Pour faire des carottages là où personne ne l’a fait avant vous et pour en obtenir des résultats révolutionnaires, vous et votre équipe devez créer ou, du moins, adapter vos instruments à vos besoins. Quelle est l’invention technique dont vous êtes le plus fier ?

Paul Mayewski : Nous modifions constamment notre équipement de terrain et notre méthodologie en fonction des caractéristiques de la région que nous souhaitons étudier. La réalisation dont je suis le plus fier est le développement d’un système laser pour l’échantillonnage et l’analyse des carottes de glace. Nous n’avons pas été les premiers à construire une telle machine, mais jusqu’à présent, nous avons été ceux qui ont le mieux réussi en termes de capacité d’échantillonner de longues sections des carottes. Ainsi, notre résolution d’analyse est de huit mille échantillons par mètre alors que la norme habituelle est de cent  échantillons par mètre. Ceci nous permet de travailler sur des carottes de glace provenant de régions froides et sèches, caractérisées par une accumulation annuelle de neige minimale. Nous pouvons aussi travailler sur des carottes de glace fortement condensée, dans lesquelles on peut récupérer une résolution annuelle et, dans de nombreux cas, même une résolution à l’échelle d’une tempête.

Paul Mayewski au Ladakh, dans l'Himalaya, près d'un des camps de l'ascension de 1980. Photo par Peter Jeschke, membre de l'équipe.


Quel est, selon vous, le résultat scientifique le plus important de vos équipes ?

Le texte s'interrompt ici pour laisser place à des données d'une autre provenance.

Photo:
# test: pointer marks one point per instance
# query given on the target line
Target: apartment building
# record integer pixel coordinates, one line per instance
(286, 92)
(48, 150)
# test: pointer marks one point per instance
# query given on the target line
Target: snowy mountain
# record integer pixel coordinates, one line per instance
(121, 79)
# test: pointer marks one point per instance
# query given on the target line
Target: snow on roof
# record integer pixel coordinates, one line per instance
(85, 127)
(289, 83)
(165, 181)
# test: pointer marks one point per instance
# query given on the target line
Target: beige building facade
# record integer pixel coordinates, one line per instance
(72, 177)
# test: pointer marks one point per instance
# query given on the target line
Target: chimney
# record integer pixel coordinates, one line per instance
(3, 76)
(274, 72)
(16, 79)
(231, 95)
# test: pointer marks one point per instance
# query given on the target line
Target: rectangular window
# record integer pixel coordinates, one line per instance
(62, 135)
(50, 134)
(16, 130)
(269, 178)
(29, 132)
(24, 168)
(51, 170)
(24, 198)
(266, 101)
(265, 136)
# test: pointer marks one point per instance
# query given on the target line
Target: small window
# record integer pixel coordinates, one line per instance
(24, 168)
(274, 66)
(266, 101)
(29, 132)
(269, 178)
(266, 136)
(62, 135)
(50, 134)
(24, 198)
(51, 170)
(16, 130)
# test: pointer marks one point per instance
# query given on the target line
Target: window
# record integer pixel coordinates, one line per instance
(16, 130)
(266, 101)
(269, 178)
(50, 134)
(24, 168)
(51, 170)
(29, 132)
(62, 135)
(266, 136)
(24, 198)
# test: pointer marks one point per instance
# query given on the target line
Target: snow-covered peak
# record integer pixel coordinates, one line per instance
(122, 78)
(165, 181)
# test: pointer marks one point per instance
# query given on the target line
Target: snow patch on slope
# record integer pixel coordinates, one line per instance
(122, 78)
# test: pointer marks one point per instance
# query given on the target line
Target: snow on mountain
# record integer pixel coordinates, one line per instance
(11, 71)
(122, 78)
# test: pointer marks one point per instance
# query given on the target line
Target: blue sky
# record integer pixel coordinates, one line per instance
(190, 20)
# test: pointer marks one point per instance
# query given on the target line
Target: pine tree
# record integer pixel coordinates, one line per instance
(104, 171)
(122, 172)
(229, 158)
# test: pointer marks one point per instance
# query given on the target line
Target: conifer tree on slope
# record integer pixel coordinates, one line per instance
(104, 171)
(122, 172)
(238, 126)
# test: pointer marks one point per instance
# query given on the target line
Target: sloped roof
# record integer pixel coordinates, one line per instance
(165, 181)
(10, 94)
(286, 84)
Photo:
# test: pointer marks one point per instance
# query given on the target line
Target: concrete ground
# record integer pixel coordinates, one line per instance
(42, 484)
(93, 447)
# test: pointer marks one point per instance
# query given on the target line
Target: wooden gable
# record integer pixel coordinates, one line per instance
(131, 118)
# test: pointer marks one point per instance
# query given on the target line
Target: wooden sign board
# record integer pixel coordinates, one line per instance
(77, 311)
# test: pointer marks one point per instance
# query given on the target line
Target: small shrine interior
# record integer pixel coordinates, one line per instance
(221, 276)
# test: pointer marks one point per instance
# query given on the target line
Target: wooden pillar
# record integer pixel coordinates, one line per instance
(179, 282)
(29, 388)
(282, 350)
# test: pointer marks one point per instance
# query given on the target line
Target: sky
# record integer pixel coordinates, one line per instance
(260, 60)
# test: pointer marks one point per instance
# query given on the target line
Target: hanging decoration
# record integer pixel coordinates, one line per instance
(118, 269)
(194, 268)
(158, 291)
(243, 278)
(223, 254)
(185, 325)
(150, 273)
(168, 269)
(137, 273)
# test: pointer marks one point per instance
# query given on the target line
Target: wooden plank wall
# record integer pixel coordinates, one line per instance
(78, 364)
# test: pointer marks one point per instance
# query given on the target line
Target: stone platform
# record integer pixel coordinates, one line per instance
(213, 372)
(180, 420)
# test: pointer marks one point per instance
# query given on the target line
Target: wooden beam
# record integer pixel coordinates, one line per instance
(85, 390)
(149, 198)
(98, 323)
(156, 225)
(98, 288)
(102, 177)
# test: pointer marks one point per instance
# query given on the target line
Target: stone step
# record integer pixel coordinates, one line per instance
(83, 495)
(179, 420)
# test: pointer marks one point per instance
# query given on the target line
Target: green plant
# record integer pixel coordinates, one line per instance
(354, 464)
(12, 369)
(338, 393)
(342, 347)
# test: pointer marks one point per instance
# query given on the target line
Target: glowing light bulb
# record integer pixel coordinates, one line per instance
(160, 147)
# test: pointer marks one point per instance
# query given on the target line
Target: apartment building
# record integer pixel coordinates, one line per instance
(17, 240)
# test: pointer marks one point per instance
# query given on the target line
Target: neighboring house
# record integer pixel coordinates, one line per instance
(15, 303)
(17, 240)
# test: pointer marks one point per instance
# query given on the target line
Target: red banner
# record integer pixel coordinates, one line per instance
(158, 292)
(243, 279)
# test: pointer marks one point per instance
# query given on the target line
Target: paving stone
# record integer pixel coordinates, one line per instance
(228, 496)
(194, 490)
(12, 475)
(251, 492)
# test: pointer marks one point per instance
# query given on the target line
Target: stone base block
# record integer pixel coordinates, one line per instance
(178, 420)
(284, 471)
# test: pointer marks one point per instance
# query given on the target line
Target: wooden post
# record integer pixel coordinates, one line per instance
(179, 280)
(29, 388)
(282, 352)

Paul Mayewski : Nous avons démontré que le climat peut changer plus rapidement qu’un cycle politique [sic] – donc plus vite qu’un intervalle de 2 à 4 ans – et plus particulièrement qu’il est affecté par les changements de la circulation atmosphérique et par l’étendue des glaces marines. Nous avons fait cette découverte lors de notre analyse de la carotte de glace prélevée au sommet de la calotte glaciaire du Groenland. Avant cette découverte, la communauté scientifique supposait que le climat changeait lentement, c’est-à-dire sur des centaines d’années, et, en conséquence, que les changements des niveaux du gaz à effet de serre, entre autres, pourraient être absorbés par le système, ignorant les réponses rapides que nous observons aujourd'hui.

Est-ce que l’interdisciplinarité est importante dans la recherche sur le climat ? Et quelles sont les disciplines avec lesquelles vous interagissez le plus ?

Paul Mayewski : L’interdisciplinarité est cruciale ! Ce sont les humains qui ont défini les disciplines. Or, dans presque tous les cas, les problèmes complexes que nous, chercheurs, découvrons et étudions, ne peuvent pas être entièrement compris ou correctement étudiés sans faire appel à plusieurs disciplines.

Paul Mayewski coordonne l'échantillonnage d'une carotte de glace pendant la traversée de l'Antarctique de l'Ouest en 2002. Photo par Dan Dixon, membre de l'équipe.


Quelle formation de niveau Licence ou Master-Thèse recommandez-vous à un jeune de 20-22 ans qui voudrait venir étudier la climatologie dans votre laboratoire ?

Paul Mayewski : Le changement climatique est un champ de recherche qui connaît une évolution rapide et notre Institut est toujours ouvert aux candidats qui ont une bonne formation en sciences physiques, chimiques, biologiques et sociales et qui souhaitent contribuer à la compréhension du climatique et de ses conséquences.

Y a-t-il encore un avenir pour les glaciologues dans un monde où la glace a fondu ?

Paul Mayewski : Il reste encore beaucoup à faire si nous voulons tirer les leçons du passé et faire des prévisions plus solides sur le changement climatique et ses conséquences futures. À l’avenir, on pourra étudier la glace de plus en plus profonde. Cela nécessitera de nouveaux outils de datation et de nouvelles analyses.

Entretien réalisé par Anca Dan, historienne et archéologue au laboratoire Archéologie et Philologie d’Orient et d’Occident de l’ENS-PSL.